It is now time for the coup de grâce. We will train our model using a pretrained model as a starting point. This process will also take a long time.

In [None]:
!pip install ultralytics

In [None]:
from ultralytics import YOLO

# Load a pretrained YOLO model
model = YOLO("yolov8s.pt")

# Train the model using bird dataset from roboflow
model.train(
    data="final_dataset/data.yaml",
    epochs=200,
    batch=16,
    project=os.path.join(os.getcwd(), "runs"),
)

# Evaluate the model's performance on the validation set
model.val()

Let's test our model to see if it works. Get some bird pictures ready because now we'll run some predictions on them. Feel free to change the path of the model you want to use. It's usually stored in `runs/train/weights`.

In [None]:
import ipywidgets as widgets
from IPython.display import display, clear_output
from ultralytics import YOLO
from PIL import Image
import io
import os

HOME = os.getcwd()

# You can change the path of the model if you wish
model_path = f"{HOME}/runs/train/weights/best.pt"


# Function to handle image upload and display
def on_upload(change):
    clear_output()
    uploaded_filename = next(iter(change["new"].keys()))
    uploaded_file = change["new"][uploaded_filename]["content"]

    file_name, extension = os.path.splitext(uploaded_filename)
    Image.open(io.BytesIO(uploaded_file)).save(uploaded_filename)

    model = YOLO(model_path)
    results = model.predict(uploaded_filename)

    result = results[0]
    result_img = f"{file_name}_result{extension}"
    result.save(filename=result_img)

    result_binary = open(result_img, "rb").read()

    original_img = widgets.Image(value=uploaded_file)
    object_detection_img = widgets.Image(value=result_binary)

    images = widgets.HBox([original_img, object_detection_img])
    display(images)


# Create upload button
upload_button = widgets.FileUpload(description="Upload Image", accept="image/*")

# Attach the upload handler to the button
upload_button.observe(on_upload, names="value")
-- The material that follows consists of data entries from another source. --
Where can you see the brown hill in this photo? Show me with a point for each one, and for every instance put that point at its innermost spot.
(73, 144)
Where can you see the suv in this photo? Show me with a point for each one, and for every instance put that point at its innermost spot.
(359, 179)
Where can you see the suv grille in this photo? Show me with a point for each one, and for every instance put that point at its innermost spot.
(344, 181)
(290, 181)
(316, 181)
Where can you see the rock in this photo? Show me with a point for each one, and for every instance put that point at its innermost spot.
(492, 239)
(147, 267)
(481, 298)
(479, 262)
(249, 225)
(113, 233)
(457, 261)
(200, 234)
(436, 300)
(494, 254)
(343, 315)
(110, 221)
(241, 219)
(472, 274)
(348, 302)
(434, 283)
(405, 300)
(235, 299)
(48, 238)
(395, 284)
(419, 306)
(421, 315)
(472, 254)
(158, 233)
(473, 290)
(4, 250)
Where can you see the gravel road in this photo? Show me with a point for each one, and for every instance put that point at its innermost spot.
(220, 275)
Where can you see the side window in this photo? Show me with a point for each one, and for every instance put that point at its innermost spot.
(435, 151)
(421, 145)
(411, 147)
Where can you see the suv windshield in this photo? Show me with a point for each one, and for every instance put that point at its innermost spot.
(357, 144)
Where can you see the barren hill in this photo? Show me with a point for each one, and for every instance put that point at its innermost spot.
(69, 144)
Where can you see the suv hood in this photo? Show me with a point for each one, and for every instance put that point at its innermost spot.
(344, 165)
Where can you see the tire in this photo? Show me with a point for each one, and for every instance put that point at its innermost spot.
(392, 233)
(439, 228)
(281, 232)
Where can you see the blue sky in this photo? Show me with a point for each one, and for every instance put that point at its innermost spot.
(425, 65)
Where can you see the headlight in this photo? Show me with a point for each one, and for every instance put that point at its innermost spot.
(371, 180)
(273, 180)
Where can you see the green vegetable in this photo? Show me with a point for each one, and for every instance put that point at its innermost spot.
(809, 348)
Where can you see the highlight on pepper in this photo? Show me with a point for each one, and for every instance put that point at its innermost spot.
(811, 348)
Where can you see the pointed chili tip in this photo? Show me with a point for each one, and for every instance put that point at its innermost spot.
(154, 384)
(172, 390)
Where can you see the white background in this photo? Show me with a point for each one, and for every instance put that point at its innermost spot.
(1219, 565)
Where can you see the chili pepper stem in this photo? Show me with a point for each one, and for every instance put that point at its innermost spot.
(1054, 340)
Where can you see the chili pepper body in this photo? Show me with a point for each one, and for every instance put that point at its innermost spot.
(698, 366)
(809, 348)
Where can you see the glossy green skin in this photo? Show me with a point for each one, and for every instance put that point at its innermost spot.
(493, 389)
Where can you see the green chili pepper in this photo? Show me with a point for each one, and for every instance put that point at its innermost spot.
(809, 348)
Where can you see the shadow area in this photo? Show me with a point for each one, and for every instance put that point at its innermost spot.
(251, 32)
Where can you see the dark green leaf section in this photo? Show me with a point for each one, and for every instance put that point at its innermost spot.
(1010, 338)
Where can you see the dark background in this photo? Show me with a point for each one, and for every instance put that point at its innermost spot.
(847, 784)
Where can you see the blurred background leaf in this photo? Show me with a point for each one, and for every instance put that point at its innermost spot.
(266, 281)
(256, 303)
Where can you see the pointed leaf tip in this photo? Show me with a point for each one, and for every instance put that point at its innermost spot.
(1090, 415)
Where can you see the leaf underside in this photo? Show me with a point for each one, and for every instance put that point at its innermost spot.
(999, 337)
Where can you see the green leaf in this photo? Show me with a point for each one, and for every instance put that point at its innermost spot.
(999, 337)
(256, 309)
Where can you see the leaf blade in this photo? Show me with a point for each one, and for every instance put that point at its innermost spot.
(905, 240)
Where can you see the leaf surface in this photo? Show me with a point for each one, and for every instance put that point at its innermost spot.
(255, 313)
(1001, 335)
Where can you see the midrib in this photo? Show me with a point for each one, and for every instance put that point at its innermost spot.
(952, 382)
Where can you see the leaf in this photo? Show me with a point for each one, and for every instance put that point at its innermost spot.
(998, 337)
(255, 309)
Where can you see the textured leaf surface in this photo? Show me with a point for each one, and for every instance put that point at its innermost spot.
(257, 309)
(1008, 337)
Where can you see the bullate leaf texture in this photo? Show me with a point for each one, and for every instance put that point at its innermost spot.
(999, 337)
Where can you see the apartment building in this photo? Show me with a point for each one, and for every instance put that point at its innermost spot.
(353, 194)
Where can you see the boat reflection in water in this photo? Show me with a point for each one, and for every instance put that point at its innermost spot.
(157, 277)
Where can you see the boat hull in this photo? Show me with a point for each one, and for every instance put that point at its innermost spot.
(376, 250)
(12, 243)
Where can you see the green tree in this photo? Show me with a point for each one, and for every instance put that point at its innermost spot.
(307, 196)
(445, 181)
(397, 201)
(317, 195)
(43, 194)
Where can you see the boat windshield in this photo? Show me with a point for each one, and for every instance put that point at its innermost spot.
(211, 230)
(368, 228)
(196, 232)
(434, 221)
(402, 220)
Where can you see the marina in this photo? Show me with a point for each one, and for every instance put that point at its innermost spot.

# Display the upload button
display(upload_button)


Hopefully, the model detected some birds in your images (if you had any). Since we're all set to go, let's zip up the `runs` directory that contains our model and data visualization stuff.


In [None]:
!apt install zip
!zip -r runs.zip runs

Download the zip on your local machine. You can also go to `Files` -> Click the three dots near `runs.zip` -> `Download`.

In [None]:
from google.colab import files
files.download('runs.zip')

You are now ready to deploy your model for your bird detecting needs!